First-half data from Lazard show that the number of board seats won by activists so far this year rose 6 percent to 86 seats. That comes as U.S. activist campaign volume plunged 40 percent. How can this be? For one, more than one-third of those seats were won by just two activist hedge funds: Starboard Value and Elliott Management. Another reason: more and more, activists are targeting more board seats through long slates, resulting in fewer campaigns waged and more seats won.
As for the rest of the world, recent market volatility and ongoing economic uncertainty did not seem to spook activists outside of the U.S. Only halfway through the year, and Japan has already matched its 2019 record total of activist campaigns. Activists are also doubling down in Europe, with activist activity up 28%.

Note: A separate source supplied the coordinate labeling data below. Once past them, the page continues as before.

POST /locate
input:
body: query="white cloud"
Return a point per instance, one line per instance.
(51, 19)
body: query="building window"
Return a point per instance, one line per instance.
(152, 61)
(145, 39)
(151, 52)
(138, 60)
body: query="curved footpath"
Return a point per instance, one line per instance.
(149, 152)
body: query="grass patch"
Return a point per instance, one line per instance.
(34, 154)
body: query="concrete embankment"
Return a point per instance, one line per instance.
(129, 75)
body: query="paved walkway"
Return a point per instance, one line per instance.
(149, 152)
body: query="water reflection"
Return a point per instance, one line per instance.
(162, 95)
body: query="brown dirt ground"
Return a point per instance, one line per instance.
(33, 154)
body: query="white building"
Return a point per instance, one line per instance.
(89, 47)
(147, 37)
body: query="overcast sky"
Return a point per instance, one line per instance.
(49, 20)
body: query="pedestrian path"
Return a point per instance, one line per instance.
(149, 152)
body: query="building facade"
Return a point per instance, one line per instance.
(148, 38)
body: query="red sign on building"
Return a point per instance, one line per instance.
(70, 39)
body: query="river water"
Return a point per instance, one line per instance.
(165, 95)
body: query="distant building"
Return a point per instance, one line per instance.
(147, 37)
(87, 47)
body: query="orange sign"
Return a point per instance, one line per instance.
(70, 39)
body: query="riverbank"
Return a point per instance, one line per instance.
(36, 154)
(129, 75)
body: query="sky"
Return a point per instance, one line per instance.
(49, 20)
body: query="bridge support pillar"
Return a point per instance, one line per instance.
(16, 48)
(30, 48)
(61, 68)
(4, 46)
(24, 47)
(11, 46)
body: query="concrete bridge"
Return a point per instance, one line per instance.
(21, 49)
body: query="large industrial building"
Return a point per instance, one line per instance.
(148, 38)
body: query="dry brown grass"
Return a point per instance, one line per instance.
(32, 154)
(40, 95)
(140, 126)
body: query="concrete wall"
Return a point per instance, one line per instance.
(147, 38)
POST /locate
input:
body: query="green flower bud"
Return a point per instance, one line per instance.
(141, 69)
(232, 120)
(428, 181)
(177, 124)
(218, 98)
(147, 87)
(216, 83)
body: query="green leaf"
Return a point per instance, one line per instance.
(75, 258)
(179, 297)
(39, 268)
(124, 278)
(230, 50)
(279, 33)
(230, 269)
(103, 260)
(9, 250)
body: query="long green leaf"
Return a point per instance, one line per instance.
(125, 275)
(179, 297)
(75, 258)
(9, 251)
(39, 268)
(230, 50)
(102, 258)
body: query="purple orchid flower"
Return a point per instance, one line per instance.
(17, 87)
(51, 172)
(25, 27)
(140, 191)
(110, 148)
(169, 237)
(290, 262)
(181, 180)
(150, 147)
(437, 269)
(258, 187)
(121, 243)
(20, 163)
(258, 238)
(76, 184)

In other news, one of the most significant activist-related proposals to hit the news in the last year arrived early in the week, after the SEC proposed increasing the reporting threshold for 13F filings from $100 million to $3.5 billion, a move that would allow about 90% of asset managers to keep their holdings private. While the SEC advocates that changing the threshold would alleviate compliance costs for small managers – at $30,000 per year, a tidy sum for some and chump change for others – the anonymity afforded to these companies would hurt the market, the Financial Times’ Lex column argues. Lex recommends the SEC shorten the 45-day 13F filing window instead.
Finally, Peter Eavis in the New York Times asks why companies don’t tie executive compensation to diversity targets. With many corporations announcing new hiring initiatives in the wake of the Black Lives Matter movement, he writes, including diversity targets in executive compensation plans could help turn these plans into actions with tangible results.